Ce travail sur la langue est éminemment présent dans l’œuvre d’Ahmadou Kourouma, un auteur que vous estimez.
Osvalde Lewat : Ahmadou Kourouma fait partie de ces auteurs qui ont nourri mon imaginaire, débridé mon écriture, m’ont donné envie de devenir écrivaine. Son travail sur la langue et la manière dont il s’est emparé de sujets difficiles avec humour, culot et talent m’ont toujours impressionné. Sa « malinkisation » assumée du français a affranchi bien des romanciers d’Afrique. J’en suis. Recevoir un prix qui porte son nom est un honneur. C’est encourageant pour la primo-romancière que je suis.
Outre le prix Ahmadou Kourouma, vous êtes également la première lauréate du prix Grand Prix Panafricain de littérature décerné par la présidence congolaise de l’Union Africaine…

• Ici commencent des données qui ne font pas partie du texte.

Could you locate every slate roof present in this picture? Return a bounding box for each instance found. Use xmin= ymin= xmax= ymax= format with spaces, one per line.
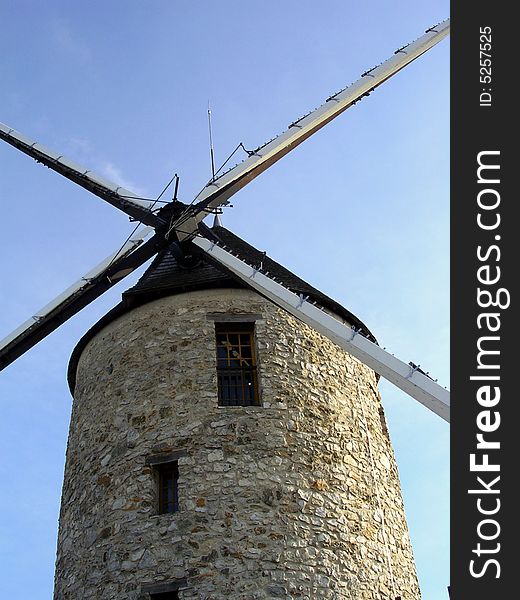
xmin=67 ymin=224 xmax=376 ymax=392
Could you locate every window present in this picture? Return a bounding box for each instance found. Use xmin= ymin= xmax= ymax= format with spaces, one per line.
xmin=150 ymin=593 xmax=178 ymax=600
xmin=156 ymin=461 xmax=179 ymax=514
xmin=215 ymin=322 xmax=259 ymax=406
xmin=146 ymin=450 xmax=186 ymax=515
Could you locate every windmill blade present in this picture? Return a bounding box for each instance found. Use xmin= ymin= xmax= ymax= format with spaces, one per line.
xmin=193 ymin=235 xmax=450 ymax=422
xmin=0 ymin=226 xmax=164 ymax=371
xmin=0 ymin=122 xmax=161 ymax=228
xmin=172 ymin=19 xmax=450 ymax=240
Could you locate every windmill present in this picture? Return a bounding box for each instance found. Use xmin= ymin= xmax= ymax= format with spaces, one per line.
xmin=0 ymin=20 xmax=450 ymax=417
xmin=0 ymin=16 xmax=449 ymax=600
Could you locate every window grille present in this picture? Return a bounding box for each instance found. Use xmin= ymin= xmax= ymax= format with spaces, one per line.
xmin=215 ymin=322 xmax=259 ymax=406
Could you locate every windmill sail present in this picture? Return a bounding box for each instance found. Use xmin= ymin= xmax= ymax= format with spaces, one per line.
xmin=0 ymin=227 xmax=162 ymax=370
xmin=0 ymin=122 xmax=160 ymax=227
xmin=171 ymin=19 xmax=450 ymax=240
xmin=193 ymin=234 xmax=450 ymax=422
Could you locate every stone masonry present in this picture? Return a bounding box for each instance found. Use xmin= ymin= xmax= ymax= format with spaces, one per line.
xmin=54 ymin=288 xmax=421 ymax=599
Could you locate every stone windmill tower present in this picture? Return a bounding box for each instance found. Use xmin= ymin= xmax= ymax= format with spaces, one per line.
xmin=0 ymin=19 xmax=450 ymax=600
xmin=55 ymin=225 xmax=420 ymax=600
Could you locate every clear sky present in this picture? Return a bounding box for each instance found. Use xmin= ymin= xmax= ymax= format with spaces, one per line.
xmin=0 ymin=1 xmax=449 ymax=598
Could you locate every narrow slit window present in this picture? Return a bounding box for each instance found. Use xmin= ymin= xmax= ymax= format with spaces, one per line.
xmin=156 ymin=461 xmax=179 ymax=514
xmin=150 ymin=593 xmax=178 ymax=600
xmin=215 ymin=322 xmax=259 ymax=406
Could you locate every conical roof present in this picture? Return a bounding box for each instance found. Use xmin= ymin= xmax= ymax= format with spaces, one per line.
xmin=67 ymin=225 xmax=376 ymax=392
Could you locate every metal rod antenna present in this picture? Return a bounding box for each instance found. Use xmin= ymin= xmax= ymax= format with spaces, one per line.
xmin=173 ymin=174 xmax=179 ymax=201
xmin=207 ymin=101 xmax=216 ymax=181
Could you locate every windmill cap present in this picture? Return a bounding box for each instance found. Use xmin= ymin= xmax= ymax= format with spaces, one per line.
xmin=67 ymin=225 xmax=377 ymax=394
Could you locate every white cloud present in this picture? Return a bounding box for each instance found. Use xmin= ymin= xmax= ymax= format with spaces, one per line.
xmin=99 ymin=161 xmax=148 ymax=198
xmin=61 ymin=136 xmax=150 ymax=199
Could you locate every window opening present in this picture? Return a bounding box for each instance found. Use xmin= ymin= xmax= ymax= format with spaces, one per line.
xmin=215 ymin=322 xmax=259 ymax=406
xmin=142 ymin=578 xmax=186 ymax=598
xmin=156 ymin=461 xmax=179 ymax=514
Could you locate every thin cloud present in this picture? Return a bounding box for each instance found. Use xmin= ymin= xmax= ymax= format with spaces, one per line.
xmin=62 ymin=136 xmax=150 ymax=199
xmin=51 ymin=19 xmax=92 ymax=62
xmin=66 ymin=136 xmax=93 ymax=157
xmin=100 ymin=161 xmax=148 ymax=198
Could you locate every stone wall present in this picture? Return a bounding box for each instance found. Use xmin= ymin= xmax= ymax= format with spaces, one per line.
xmin=54 ymin=288 xmax=420 ymax=599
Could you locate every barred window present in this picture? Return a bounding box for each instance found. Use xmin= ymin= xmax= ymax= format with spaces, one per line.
xmin=215 ymin=322 xmax=259 ymax=406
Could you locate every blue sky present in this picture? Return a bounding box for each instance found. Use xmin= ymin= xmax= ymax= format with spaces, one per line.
xmin=0 ymin=1 xmax=449 ymax=598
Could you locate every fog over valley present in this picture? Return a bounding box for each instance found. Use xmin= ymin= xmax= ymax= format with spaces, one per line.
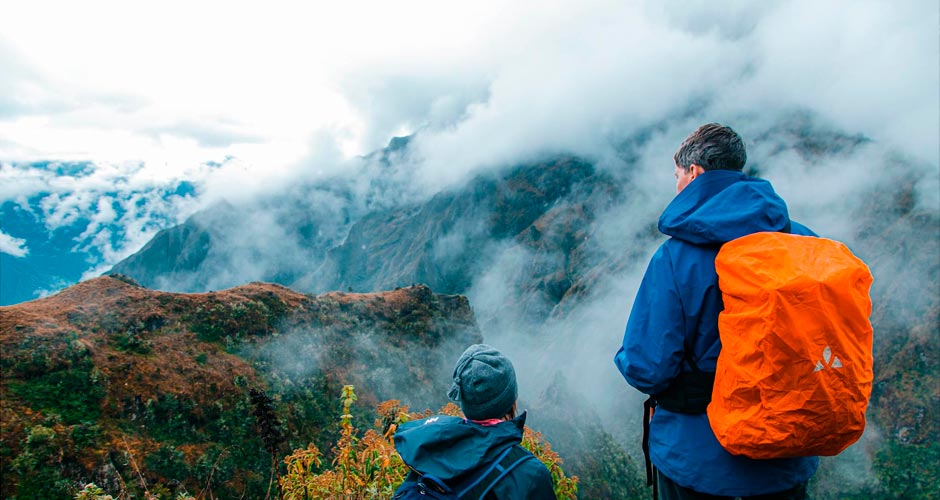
xmin=1 ymin=1 xmax=937 ymax=497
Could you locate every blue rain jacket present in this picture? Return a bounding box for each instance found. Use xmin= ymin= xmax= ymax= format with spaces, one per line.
xmin=393 ymin=412 xmax=556 ymax=499
xmin=614 ymin=170 xmax=819 ymax=496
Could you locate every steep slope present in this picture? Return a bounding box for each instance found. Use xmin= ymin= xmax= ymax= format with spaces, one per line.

Osvalde Lewat : C’était mon premier prix littéraire. J’étais très heureuse de le recevoir à Addis-Abeba devant tant de chefs d’État Africains. Ça veut dire qu’aujourd’hui, la littérature réussit à s’imposer comme un art qui peut rendre visibles nos pays, qui mérite qu’on lui accorde une place. C’est la première fois que l’Union Africaine décerne un tel prix et ça manquait. On est souvent couronné ailleurs. Être couronné chez soi à une saveur très particulière. J’espère que le prix va perdurer et permettre de mettre en lumière les difficultés que connaissent les acteurs du monde du livre en Afrique. C’est une industrie fragile et très peu aidée. Pour exister, les auteurs comme les éditeurs doivent publier hors d’Afrique ou recevoir des subventions d’autres continents. Il faut que le prix puisse aussi avoir des conséquences positives sur l’économie du livre en Afrique.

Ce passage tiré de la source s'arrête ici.